2.  Ask local elected and public officials to issue statements condemning Islamophobia.

3.  Immediately report any bias incidents to police and to CAIR's Civil Rights Department at (714) 776-1177 or cairlacivilrights@cair.com

4.  Consider scheduling a town hall meeting to discuss the issue of growing Islamophobia and the need for community peace building.

Community leaders are also being asked to implement long-term safety measures outlined in CAIR’s booklet, "Best Practices for Mosque and Community Safety," which was published in response to previous attacks on American mosques.

A free copy of the booklet may be requested by going to: http://www.cair.com/mosque-safety-guide.html

   

CAIR’s safety guide states in part:

“A general framework in which to think about institutional security falls within the following broad categories:

• Be Aware

• Assess Your Vulnerability

• Prepare and Plan

• Prevent

• Respond/Mitigate

• Recover

“This framework can be applied to all sorts of security issues, from hate graffiti to burglary or to an active-shooter episode. Decision-makers must decide which recommendations are best applied to their facility. They must also decide the order in which they will implement the process.”

Other initial safety steps recommended in CAIR’s guide include:

 

Develop a Legal Contact List

Develop a list of attorneys who are willing to be consulted by the Muslim community in response to backlash incidents.
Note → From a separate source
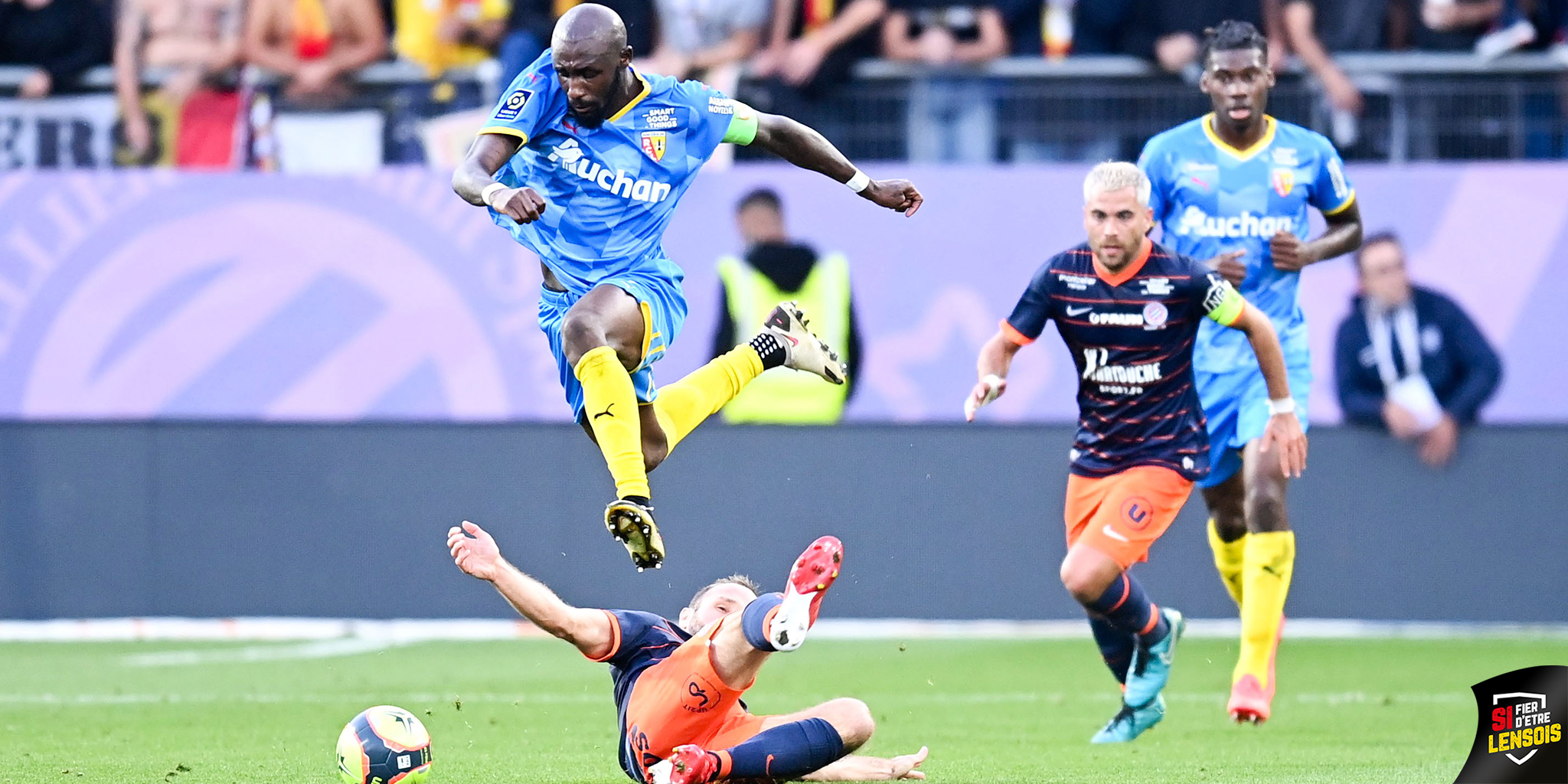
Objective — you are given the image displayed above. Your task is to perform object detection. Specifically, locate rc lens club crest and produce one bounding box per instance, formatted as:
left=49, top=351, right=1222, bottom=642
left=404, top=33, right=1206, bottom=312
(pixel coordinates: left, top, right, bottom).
left=1455, top=665, right=1568, bottom=784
Ask Muslim attorneys to volunteer their services to community members during this time of crisis.

Develop Positive Relationships with Law Enforcement Agencies

Community leaders should, in cooperation with local civil rights advocates and attorneys, immediately coordinate meetings between representatives of the Muslim community and local and state law enforcement agencies. These meetings should focus on ways in which the community can help improve security and on how authorities can protect Muslims, Arab-Americans and other targeted minorities from harassment and discrimination.

Meet with Elected Officials to Discuss Community Concerns

Delegations of Muslim representatives should schedule meetings with local, state and national elected representatives or their key staff to discuss community concerns.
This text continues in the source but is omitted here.